Late Breaking News
Army Announces PTSD Review
WASHINGTON—The Army announced it will conduct a service-wide review of soldier behavioral health diagnoses and evaluations.
Earlier this year, the Army announced that it reviewing a number of behavioral health diagnoses at Madigan Army Medical Center after some soldiers had argued that their PTSD diagnoses were changed so that they would qualify for a lesser amount in disability compensation. That review is still ongoing, but the Army said it has already found that the original PTSD diagnoses were more accurate in some instances.
The new review launched will examine diagnoses and evaluations made at all of the Army’s medical facilities.
“We owe it to every soldier to ensure that he or she receives the care they need and deserve,” said Secretary of the Army John McHugh in a statement. “Just as our behavioral health professionals are committed to providing the best possible care, we, too, must ensure that our processes and procedures are thorough, fair and conducted in accordance with appropriate, consistent medical standards.”

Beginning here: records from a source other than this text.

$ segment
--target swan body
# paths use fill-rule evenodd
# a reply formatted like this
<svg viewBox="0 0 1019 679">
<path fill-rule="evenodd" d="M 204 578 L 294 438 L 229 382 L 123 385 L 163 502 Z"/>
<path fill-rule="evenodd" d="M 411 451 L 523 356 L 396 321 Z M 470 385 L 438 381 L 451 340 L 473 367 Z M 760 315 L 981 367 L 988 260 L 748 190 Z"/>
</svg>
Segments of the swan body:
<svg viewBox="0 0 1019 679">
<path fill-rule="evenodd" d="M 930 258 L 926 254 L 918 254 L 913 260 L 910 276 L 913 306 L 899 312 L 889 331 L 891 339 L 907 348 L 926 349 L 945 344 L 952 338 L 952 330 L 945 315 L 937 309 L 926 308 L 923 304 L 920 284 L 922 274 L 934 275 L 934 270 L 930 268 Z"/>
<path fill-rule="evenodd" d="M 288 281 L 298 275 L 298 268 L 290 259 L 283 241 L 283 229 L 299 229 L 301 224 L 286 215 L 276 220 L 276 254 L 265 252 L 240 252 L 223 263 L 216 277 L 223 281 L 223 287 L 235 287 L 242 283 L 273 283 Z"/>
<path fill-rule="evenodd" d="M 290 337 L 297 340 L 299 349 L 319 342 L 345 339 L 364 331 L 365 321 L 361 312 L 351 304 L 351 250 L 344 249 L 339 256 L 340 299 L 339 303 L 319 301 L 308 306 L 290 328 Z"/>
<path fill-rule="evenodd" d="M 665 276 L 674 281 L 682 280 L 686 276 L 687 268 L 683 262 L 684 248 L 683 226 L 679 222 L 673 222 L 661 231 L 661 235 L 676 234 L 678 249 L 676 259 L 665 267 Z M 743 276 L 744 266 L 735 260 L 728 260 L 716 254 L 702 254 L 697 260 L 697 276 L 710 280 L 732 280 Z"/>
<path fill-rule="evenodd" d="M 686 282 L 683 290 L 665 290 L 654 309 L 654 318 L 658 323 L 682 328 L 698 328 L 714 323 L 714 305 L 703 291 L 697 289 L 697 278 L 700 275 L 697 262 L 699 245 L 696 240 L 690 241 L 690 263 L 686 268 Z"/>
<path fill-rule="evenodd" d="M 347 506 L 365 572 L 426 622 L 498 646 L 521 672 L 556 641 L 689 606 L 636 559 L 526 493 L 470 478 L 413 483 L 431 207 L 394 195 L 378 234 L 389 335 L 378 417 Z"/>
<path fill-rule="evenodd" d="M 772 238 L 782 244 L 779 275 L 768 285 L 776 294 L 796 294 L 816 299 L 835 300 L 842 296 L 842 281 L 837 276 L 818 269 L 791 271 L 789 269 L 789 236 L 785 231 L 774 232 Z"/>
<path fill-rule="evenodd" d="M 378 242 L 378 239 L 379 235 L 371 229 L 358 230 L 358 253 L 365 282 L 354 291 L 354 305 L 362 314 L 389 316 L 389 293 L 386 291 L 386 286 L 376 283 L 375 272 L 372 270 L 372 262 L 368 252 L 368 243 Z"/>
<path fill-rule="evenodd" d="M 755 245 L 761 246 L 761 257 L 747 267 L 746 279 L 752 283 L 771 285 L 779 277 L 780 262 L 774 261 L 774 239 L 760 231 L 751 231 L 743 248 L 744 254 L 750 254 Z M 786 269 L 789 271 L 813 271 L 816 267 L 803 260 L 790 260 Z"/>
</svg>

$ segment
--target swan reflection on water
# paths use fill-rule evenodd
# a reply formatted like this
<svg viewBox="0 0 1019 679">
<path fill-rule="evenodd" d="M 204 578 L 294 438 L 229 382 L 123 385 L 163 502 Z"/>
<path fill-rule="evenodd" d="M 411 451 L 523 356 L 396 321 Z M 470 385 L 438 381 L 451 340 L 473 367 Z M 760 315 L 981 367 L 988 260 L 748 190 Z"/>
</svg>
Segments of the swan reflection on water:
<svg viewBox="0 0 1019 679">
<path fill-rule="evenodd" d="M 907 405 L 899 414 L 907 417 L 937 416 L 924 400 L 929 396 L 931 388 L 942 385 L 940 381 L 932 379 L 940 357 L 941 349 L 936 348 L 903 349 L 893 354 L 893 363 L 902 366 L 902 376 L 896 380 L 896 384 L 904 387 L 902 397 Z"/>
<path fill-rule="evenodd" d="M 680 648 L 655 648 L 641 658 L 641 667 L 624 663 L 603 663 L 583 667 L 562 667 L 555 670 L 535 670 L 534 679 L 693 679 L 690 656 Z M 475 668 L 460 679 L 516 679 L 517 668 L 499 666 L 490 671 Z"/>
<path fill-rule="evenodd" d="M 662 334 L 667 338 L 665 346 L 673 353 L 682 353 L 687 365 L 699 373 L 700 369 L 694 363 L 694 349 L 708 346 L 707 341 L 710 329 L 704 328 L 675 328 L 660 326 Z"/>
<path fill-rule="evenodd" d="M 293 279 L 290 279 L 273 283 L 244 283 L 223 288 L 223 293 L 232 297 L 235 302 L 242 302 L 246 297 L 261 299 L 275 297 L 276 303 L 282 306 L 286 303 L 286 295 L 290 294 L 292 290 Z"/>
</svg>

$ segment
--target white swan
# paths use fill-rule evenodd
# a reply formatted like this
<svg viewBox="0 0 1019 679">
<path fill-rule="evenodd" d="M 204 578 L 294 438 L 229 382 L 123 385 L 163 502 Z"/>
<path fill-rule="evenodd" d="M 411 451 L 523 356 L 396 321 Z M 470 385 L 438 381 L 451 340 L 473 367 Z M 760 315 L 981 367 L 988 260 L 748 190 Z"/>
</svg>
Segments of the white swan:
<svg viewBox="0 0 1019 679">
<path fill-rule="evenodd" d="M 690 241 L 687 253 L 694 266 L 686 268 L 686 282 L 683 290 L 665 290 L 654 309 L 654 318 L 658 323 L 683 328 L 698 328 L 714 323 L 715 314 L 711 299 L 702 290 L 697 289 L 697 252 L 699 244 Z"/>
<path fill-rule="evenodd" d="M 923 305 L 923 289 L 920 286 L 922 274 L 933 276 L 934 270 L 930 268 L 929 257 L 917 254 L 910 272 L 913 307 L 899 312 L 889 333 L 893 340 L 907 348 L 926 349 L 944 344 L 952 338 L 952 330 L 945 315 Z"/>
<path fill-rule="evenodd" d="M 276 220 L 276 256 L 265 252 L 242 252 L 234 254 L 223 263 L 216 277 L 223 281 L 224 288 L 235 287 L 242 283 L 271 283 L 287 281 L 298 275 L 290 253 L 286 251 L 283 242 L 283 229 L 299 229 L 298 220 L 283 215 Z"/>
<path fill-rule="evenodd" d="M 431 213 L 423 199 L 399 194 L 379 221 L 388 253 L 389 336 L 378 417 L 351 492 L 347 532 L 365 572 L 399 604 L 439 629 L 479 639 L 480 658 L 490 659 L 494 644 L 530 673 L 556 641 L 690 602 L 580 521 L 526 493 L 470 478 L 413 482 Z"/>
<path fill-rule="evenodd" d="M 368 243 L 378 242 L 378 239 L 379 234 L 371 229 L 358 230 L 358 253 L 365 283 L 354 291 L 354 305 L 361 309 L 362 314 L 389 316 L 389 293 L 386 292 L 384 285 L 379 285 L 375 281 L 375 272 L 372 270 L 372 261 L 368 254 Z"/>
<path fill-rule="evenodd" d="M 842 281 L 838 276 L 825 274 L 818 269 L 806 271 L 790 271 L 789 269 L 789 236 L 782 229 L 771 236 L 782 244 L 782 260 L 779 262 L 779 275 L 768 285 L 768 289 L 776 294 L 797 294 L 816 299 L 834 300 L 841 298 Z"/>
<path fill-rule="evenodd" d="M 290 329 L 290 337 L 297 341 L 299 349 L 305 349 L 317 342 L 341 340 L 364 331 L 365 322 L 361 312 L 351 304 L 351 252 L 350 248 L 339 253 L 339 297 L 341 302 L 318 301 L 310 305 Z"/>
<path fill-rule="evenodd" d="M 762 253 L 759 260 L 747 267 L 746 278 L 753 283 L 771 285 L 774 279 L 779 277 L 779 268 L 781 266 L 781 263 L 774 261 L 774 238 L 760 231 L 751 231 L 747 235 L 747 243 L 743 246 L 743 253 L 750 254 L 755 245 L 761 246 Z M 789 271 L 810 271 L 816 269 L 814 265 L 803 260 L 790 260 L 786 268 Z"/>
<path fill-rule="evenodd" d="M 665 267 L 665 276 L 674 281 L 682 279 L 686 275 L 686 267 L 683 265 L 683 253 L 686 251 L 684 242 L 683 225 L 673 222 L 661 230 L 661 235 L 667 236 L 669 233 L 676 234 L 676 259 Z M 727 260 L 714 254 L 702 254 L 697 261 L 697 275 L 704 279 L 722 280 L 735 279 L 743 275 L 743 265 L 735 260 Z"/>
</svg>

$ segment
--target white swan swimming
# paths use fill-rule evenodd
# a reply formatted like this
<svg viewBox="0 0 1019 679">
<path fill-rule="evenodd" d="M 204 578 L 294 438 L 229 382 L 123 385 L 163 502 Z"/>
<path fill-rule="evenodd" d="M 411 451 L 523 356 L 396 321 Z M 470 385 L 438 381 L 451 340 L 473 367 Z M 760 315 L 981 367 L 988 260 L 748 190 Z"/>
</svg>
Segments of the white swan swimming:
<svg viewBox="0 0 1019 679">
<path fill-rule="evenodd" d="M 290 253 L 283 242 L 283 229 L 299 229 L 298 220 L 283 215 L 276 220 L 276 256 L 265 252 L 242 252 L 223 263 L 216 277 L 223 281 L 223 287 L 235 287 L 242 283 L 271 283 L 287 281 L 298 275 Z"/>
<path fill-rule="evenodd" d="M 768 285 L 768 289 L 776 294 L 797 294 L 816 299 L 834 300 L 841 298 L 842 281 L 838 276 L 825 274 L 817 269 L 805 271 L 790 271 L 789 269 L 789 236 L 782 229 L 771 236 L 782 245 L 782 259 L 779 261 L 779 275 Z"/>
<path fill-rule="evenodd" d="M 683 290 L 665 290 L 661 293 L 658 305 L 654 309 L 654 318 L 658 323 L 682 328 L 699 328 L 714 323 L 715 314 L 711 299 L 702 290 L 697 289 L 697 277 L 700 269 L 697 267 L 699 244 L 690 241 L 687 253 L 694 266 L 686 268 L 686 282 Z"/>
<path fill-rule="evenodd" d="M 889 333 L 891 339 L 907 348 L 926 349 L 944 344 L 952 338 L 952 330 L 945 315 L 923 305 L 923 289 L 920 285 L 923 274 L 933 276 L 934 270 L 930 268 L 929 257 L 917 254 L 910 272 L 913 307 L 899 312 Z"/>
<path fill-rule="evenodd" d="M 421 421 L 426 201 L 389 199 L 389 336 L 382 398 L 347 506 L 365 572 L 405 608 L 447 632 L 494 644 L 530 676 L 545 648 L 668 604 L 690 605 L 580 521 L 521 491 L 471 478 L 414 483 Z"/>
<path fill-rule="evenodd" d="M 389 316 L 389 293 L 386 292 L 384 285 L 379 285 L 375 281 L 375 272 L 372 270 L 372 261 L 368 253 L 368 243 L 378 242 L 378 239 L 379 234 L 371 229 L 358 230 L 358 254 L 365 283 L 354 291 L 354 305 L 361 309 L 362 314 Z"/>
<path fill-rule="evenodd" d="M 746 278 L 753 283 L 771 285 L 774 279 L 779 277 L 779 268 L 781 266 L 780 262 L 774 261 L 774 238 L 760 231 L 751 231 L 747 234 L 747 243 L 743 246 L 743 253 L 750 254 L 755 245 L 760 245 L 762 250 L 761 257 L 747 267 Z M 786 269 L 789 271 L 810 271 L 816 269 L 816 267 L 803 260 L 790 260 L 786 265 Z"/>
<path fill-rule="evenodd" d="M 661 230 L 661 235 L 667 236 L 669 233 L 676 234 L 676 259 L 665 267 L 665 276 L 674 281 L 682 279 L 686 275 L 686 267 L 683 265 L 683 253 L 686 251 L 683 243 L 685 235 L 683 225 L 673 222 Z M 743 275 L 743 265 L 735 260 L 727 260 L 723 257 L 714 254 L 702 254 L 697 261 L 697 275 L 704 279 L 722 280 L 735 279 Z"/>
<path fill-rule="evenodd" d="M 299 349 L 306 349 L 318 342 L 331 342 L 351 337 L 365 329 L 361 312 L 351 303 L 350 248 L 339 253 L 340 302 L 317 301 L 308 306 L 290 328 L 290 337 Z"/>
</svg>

Chief of Staff Raymond T. Odierno said in a statement that in addition to reviewing behavioral health diagnoses, officials “will develop a detailed action plan to identify, analyze and, if needed, correct behavioral health policy, procedure or programmatic issues in the Army’s implementation of these vital systems.”
Sen. Patty Murray, chairman of the Senate Veterans Affairs Committee, said in a statement in response to the Army-wide review that the Army realizes it has “a nationwide, systematic problem on their hands.”
“I credit them with taking action, but it will be essential that this vast and truly historic review is done the right way. That means continued engagement from Army leadership at the highest levels, prompt attention to the problems of servicemembers identified during the review, and not only the identification of problems but quick action to implement and enforce solutions,” she said.